With nothing to do but watch rust form on the ceiling, Kane reclined in his quarters and stared at the green light on the communication board. Either Nahum and Vashti would be calling to give the all clear, or an informant would be letting him know Jer Baruch had left the planet. Kane hoped the first call would come from Nahum. Paying the informant would drain the pocketbook.
When the green light flared, tension fluttered in his gut. Kane reached over and slapped the communication switch. “Say yer piece.”
“You wanted to know if Yireh ever left? Well, they just zoomed on out of here.” The nasally voice and meant Kane would be out a few thousand shekels. “Sending you the surveillance video now.”
The computer’s ping let him know the upload was complete. Seconds later, a new window opened showing Yireh on an outbound course.
“So, when do I get paid?” the informant demanded.
“As soon as you stop transmitting.” The tension in Kane’s stomach worsened. “Can’t send you a payment and keep blabbing at the same time.”
He smacked the toggle to end the call, and then he set up the fund transfer, less a “handling fee.” Let the guy complain. In fewer than ten minutes, Kane would be gone.

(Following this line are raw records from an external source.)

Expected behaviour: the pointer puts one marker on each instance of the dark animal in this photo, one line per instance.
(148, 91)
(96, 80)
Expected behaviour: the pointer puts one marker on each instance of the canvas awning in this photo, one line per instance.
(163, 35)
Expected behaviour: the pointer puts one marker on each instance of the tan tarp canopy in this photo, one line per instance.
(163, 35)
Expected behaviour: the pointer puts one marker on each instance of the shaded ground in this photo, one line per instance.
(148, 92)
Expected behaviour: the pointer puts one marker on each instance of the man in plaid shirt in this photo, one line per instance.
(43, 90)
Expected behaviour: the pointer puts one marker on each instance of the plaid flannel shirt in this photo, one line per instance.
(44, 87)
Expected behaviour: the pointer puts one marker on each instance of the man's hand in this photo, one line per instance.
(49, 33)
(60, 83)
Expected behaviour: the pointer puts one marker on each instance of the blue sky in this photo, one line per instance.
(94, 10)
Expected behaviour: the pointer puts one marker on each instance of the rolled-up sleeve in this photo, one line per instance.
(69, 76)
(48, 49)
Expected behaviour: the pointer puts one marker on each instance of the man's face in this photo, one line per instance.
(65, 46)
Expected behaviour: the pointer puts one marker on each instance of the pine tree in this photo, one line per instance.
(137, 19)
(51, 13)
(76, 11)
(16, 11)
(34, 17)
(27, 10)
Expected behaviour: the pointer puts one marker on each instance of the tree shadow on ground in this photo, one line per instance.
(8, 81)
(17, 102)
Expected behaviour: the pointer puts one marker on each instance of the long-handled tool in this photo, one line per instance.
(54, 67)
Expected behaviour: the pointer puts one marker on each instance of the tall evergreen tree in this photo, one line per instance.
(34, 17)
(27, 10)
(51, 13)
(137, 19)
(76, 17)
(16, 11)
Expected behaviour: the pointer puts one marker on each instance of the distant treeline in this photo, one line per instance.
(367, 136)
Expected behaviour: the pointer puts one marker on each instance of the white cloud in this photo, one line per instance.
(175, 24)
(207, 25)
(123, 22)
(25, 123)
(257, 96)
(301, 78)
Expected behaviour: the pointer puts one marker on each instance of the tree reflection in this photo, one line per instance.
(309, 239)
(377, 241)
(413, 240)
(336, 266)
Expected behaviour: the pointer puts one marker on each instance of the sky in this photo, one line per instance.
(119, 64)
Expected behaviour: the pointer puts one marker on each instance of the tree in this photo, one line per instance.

He jogged up to the bridge and slid into the pilot’s seat. He slapped switches and turned dials to bring the engines, navigation, and tactical systems online. The communication system demanded attention with an incessant beep.
Kane groaned and flicked the switch to acknowledge the caller. “Yeah?”
“Kane? Nahum. Me an’ Vashti have run into a small problem with security here.”
“What kind of problem?” Kane asked. If you’ve gotten yourself in a legal mess, you’re going to sort it out yourself.
“Can’t get past it to gain access to the priest. I ‘spect it’ll be the same no matter we how we try it.”
“Skip it.” Kane shook his head. “I’ll come pick you up & we’ll get out of town.”
“Wait, wait, wait.” Vashti’s voice came through clearer, perhaps as she was getting closer to the mic. “You can’t leave Shechem. Isn’t that why we’re this little errand?”
“I can now. Jer’s left. See you at the spaceport soon.” Kane switched off the system & gripped the controls.
He lifted off and headed for space. The communication system beeped again. That would be the control tower complaining about his sudden, unauthorized departure. The radar showed small craft giving pursuit, but if they could get through his shields before he left the atmosphere, they deserved to get him.
With continuous acceleration, Kane left Shechem behind like so much manure in a pasture. The planetary police chasing him gave up.
He smirked. “Knew you didn’t have it in you.”
Kane brought the ship around on the outbound course. The empty space ahead of him lit up and solidified into Yireh.
Should Kane try to run for it or fight it out?